ブラック・ベティ




題名:ブラック・ベティ
原題:Black Betty (1994)
作者:Walter Mosley
訳者:坂本憲一
発行:早川書房 1996.1.31 初版
価格:\2,000


 本シリーズの主人公イージー・ローリンズとのつきあいもそろそろ長くなるかなと思いきや、この作品でまだ4作目とは、意外に短い。そういう気がするのも、作中の時間経過ばかりがいやに早く、新作を手に取るたびに、イージーや彼を取り巻く環境が大きく変貌しているからなのかもしれない。

 本作の冒頭も、いきなり五年も前の、親友マウスの殺人を目撃する悪夢に、幕を切る。この悪夢が、この作品の最後までイージーにつきまとうのだが、これとメイン・ストーリーの「ベティ探し」が絡んで、相変わらず一級品のハードボイルドの香り。上質で、人間臭く、そしてモズリィならではのオリジナリティが健在の一冊である。こういう本にこそ、いくらつぎ込んでも惜しくないと、ぼくなら言える。

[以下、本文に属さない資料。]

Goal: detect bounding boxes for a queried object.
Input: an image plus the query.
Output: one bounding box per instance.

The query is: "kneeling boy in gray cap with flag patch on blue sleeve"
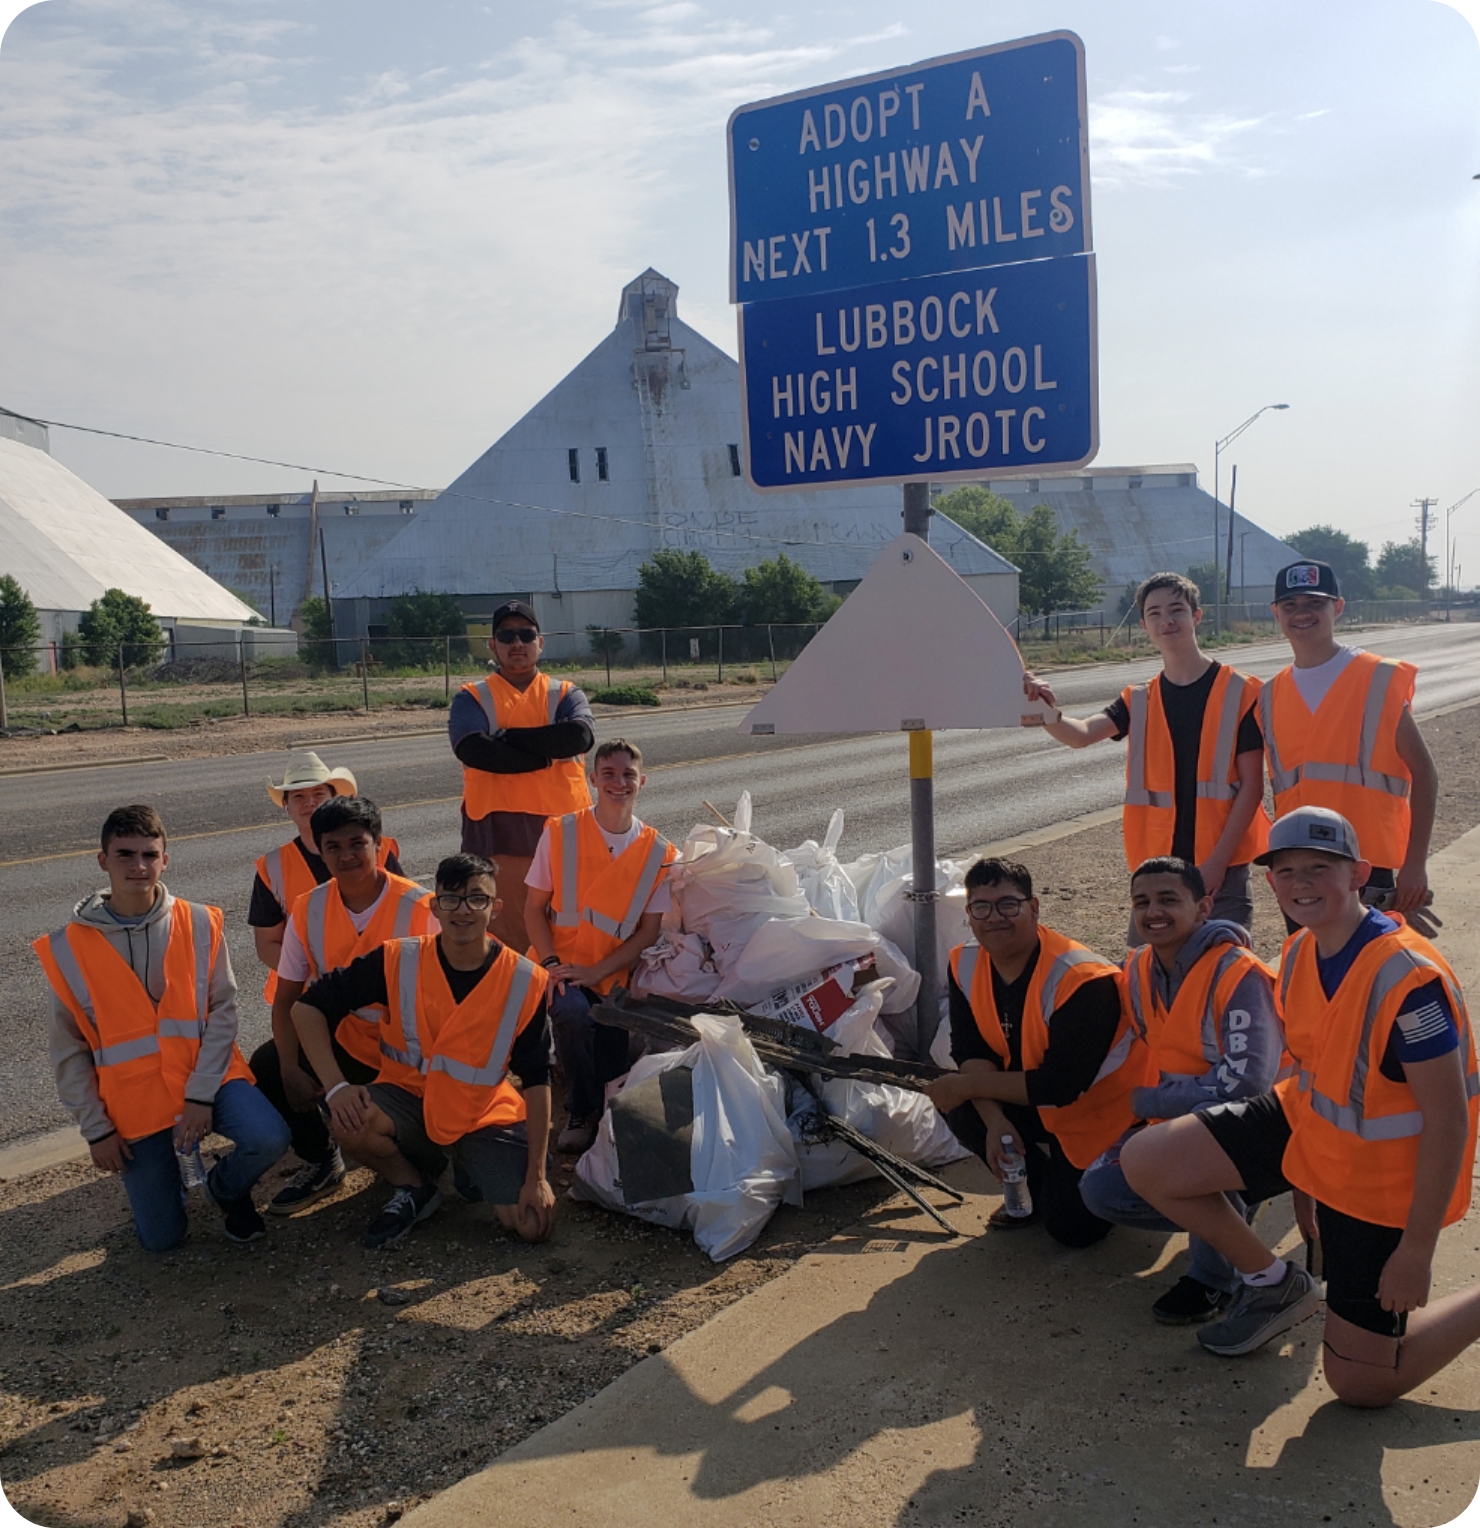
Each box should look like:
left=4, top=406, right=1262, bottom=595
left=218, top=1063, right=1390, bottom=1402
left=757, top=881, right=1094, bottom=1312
left=1121, top=807, right=1480, bottom=1406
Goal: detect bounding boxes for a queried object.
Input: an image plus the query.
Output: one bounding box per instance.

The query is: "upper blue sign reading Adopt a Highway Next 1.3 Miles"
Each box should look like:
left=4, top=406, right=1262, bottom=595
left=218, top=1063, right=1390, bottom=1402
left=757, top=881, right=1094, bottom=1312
left=729, top=32, right=1092, bottom=303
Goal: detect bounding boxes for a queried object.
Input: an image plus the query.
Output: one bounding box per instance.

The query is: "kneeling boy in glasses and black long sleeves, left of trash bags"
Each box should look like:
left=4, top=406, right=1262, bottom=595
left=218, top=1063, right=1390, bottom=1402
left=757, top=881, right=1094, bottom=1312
left=293, top=854, right=554, bottom=1247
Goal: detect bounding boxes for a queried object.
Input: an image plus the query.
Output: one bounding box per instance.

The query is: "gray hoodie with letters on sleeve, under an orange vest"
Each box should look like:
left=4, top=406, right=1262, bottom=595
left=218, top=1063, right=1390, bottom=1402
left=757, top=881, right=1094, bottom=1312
left=1130, top=918, right=1284, bottom=1120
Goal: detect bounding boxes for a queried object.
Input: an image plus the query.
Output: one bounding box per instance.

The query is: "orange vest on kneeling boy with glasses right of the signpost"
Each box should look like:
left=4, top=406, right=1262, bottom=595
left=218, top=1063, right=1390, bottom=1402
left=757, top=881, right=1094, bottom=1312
left=950, top=927, right=1150, bottom=1167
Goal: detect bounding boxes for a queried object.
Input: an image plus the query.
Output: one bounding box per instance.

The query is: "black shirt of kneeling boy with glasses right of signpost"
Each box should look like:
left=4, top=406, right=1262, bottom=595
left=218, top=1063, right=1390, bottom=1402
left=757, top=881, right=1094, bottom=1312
left=950, top=946, right=1121, bottom=1123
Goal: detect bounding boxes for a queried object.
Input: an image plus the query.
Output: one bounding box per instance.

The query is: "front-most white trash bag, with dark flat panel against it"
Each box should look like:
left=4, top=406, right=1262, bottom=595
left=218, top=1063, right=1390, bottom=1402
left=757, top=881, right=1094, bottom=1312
left=570, top=1013, right=802, bottom=1262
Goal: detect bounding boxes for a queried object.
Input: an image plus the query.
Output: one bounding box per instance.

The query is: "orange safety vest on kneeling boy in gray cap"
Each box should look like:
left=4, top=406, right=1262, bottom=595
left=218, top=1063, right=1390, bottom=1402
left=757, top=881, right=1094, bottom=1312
left=1275, top=923, right=1480, bottom=1229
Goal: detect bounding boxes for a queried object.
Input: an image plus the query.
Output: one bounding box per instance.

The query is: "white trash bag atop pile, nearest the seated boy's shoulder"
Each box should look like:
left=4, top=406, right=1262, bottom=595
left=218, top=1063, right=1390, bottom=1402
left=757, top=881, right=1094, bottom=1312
left=669, top=790, right=811, bottom=975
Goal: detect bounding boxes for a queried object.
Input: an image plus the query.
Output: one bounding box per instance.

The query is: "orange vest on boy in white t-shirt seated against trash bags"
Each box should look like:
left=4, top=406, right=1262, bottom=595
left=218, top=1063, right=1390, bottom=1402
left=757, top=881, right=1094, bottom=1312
left=532, top=807, right=678, bottom=992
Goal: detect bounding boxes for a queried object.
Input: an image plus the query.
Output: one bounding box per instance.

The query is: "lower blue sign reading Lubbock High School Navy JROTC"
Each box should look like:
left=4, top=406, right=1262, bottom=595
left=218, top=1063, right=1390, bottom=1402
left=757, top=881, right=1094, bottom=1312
left=741, top=255, right=1098, bottom=492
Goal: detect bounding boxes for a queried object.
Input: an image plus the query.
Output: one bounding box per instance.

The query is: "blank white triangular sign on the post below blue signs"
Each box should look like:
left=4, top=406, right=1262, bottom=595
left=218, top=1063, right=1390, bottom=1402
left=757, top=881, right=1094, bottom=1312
left=739, top=533, right=1049, bottom=733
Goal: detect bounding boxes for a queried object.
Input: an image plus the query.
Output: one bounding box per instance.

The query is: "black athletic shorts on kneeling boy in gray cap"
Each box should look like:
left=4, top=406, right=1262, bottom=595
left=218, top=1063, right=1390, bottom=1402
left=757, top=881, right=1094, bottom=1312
left=1196, top=1093, right=1408, bottom=1337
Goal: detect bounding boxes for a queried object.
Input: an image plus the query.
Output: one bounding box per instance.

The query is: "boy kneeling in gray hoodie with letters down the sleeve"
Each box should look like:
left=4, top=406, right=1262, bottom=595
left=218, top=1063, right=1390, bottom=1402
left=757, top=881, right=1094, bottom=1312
left=1080, top=856, right=1284, bottom=1326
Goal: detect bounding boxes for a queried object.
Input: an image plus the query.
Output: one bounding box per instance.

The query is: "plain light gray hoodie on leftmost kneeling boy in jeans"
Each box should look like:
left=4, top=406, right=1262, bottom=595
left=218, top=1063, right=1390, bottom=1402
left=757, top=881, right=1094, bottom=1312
left=46, top=885, right=237, bottom=1141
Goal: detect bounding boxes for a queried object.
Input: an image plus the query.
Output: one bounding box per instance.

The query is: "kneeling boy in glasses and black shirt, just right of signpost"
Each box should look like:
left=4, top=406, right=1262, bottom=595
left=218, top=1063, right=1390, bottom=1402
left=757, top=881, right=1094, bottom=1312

 個人的にはシリーズ最高作と言い切れる構成の見事さであった。それを支えるのは、筆遣いの巧さもさることながら、あくまでこちらの感性にいきなり訴えてくる人間臭さ。育ての親をイージーが自主的に引き受けており、傷だらけの子供たちとの交情のシーンとなると、シンプルなぼくなどは、どうしてもぐいぐい胸を揺さぶられてしまうのだが、このあたりは若い人よりは、むしろ中年以上の世代向けに用意された感動なのかもしれない。

 もちろん主人公イージーが黒人であるからこそ浴びせられるいくつもの街からの表情が、いつもながら豊かであり、それがこのシリーズのひとつの「売り」にもなっていると思うのだが、時代背景が1961年。ケネディやキングの時代になっていおり、アメリカ黒人史にとっての一つの節目なのだ。1940年代後半を舞台にしていた一作目あたりとは、人権問題もスケールを変えており、このあたり、作品内でもだいぶ人権や差別に関する描写が目立つようになってきている。

 もちろんこの作品はハードボイルドとしての王道を歩いているシリーズだとぼくは思うし、その最大の要素は「卑しき街をゆく」探偵小説であるからなのだが、「卑しき街」がある時代の黒人の眼から描かれているところに現代的な新鮮さをむしろ感じる。エンターテインメントであることを第一にしていながら、その背後に多くのことを描いているという点が、ハードボイルドと名付けられてきたこの一連の作風の魅力であるのだと思っている。

 そういう意味で、いま一番注目していい正統派ハードボイルドの担い手は、ぼくはこのモズリィだと感じているし、それを作品が未だに裏切っていないという事実にこそ、注目すべきだと思うのだ。